Fare la media delle emozioni a colpo d’occhio
I nostri sensi sono costantemente sommersi da informazioni disordinate. Piuttosto che pesare ogni dettaglio allo stesso modo, il cervello tende a comprimere gruppi di elementi simili in un rapido “riassunto”, come la dimensione media degli oggetti o il colore dominante in una scena. Questo lavoro si concentra sul fatto che calcoliamo anche un tono emotivo medio da molti volti contemporaneamente e se tendiamo a sottovalutare i volti che appaiono molto diversi dagli altri.
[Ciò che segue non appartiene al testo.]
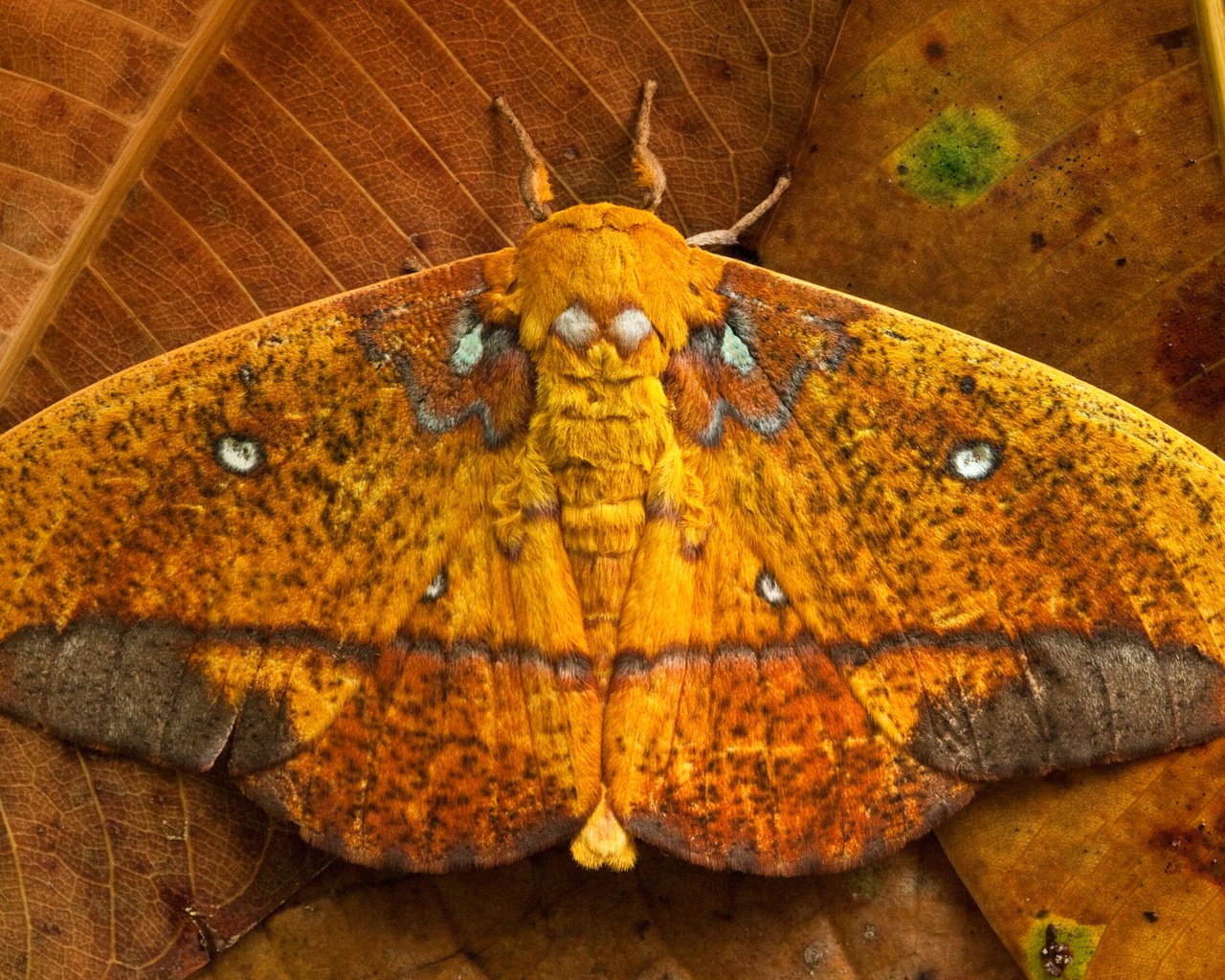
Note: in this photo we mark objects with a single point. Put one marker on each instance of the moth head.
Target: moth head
(603, 288)
(599, 283)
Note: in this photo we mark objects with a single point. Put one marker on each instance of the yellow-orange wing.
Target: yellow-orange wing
(275, 546)
(931, 563)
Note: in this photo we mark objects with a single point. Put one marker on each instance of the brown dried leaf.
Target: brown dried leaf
(110, 869)
(174, 169)
(331, 144)
(1049, 178)
(905, 917)
(1129, 857)
(1081, 136)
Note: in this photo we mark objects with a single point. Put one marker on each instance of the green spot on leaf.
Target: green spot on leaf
(1080, 942)
(956, 157)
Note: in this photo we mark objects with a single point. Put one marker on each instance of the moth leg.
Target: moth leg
(731, 235)
(527, 494)
(534, 187)
(646, 165)
(675, 490)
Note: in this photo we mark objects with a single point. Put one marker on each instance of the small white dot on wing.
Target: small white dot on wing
(974, 460)
(237, 455)
(767, 589)
(437, 587)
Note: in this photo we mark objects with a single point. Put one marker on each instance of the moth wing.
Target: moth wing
(275, 546)
(931, 563)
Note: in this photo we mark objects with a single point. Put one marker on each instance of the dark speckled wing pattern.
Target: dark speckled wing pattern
(932, 563)
(274, 547)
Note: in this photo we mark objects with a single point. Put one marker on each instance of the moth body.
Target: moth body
(604, 537)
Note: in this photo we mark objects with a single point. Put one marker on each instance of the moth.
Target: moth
(608, 538)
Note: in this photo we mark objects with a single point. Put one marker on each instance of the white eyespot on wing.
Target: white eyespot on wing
(471, 346)
(975, 459)
(767, 589)
(237, 454)
(576, 327)
(735, 352)
(629, 328)
(437, 587)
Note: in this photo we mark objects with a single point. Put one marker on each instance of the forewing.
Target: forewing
(276, 544)
(932, 561)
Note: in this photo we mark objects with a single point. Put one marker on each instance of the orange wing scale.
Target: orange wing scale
(604, 530)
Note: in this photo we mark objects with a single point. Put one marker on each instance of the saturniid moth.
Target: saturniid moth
(603, 538)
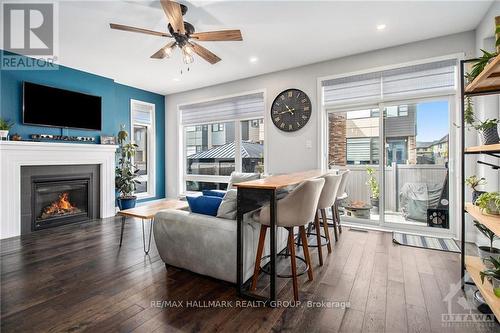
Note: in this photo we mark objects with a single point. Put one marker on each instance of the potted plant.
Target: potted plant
(473, 182)
(374, 189)
(489, 203)
(488, 128)
(126, 171)
(5, 127)
(487, 251)
(493, 274)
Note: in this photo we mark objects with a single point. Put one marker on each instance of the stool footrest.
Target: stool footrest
(265, 269)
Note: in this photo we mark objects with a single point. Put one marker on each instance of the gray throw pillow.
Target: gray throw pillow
(227, 208)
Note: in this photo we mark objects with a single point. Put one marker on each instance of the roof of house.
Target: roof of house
(227, 151)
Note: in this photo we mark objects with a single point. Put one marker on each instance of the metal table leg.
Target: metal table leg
(143, 237)
(121, 232)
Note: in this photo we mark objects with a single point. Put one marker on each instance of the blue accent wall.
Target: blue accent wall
(115, 106)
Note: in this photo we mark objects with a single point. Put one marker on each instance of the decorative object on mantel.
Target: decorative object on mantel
(126, 171)
(108, 140)
(16, 137)
(488, 128)
(489, 203)
(473, 182)
(493, 274)
(5, 127)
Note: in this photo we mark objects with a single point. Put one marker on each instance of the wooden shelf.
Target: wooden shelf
(492, 222)
(484, 149)
(474, 265)
(487, 80)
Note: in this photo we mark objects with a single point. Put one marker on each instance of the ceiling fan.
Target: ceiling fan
(184, 35)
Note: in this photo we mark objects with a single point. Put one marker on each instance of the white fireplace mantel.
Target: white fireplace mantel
(14, 154)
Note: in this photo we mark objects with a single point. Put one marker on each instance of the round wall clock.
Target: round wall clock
(291, 110)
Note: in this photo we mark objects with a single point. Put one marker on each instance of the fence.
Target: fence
(395, 177)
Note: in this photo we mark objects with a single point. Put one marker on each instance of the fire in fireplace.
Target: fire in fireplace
(59, 207)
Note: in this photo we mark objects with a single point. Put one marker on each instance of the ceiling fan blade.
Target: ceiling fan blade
(164, 51)
(174, 15)
(221, 35)
(140, 30)
(204, 53)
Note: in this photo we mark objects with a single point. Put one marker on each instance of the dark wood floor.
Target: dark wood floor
(76, 278)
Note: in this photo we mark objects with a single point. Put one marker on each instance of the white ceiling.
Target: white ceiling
(282, 34)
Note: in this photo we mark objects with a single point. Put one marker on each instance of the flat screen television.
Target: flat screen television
(48, 106)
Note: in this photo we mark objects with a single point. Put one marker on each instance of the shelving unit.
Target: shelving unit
(486, 83)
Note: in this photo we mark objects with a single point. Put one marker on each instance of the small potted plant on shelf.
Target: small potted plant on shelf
(487, 251)
(5, 127)
(493, 274)
(374, 189)
(126, 171)
(488, 128)
(474, 182)
(489, 203)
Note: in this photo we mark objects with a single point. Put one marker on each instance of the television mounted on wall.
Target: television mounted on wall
(54, 107)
Questa strategia, chiamata mediazione robusta, è come una versione mentale dell’ignorare gli outlier statistici in modo che un esempio estremo non distorca il giudizio complessivo.

Un nuovo test sull’emozione della folla
Per esaminare questo processo, oltre 200 giovani adulti hanno completato un compito informatizzato con serie di otto volti disposti in cerchio. Ogni volto è stato creato fondendo gradualmente espressioni molto arrabbiate e molto felici, producendo molti livelli intermedi di emozione. In ogni prova i partecipanti hanno visto brevemente una di queste serie di otto volti e poi hanno riportato se, in media, il gruppo sembrava più positivo o più negativo. I ricercatori hanno controllato con cura due aspetti di ciascuna serie: l’intensità emotiva complessiva (espressioni forti vs sottili) e la quantità di variazione tra i volti (simili vs molto misti). Successivamente, i partecipanti hanno compilato questionari sulle esperienze simili a quelle psicotiche — percezioni o credenze insolite che possono verificarsi anche in persone senza una diagnosi — oltre a misure di solitudine, supporto sociale percepito e soddisfazione nelle amicizie.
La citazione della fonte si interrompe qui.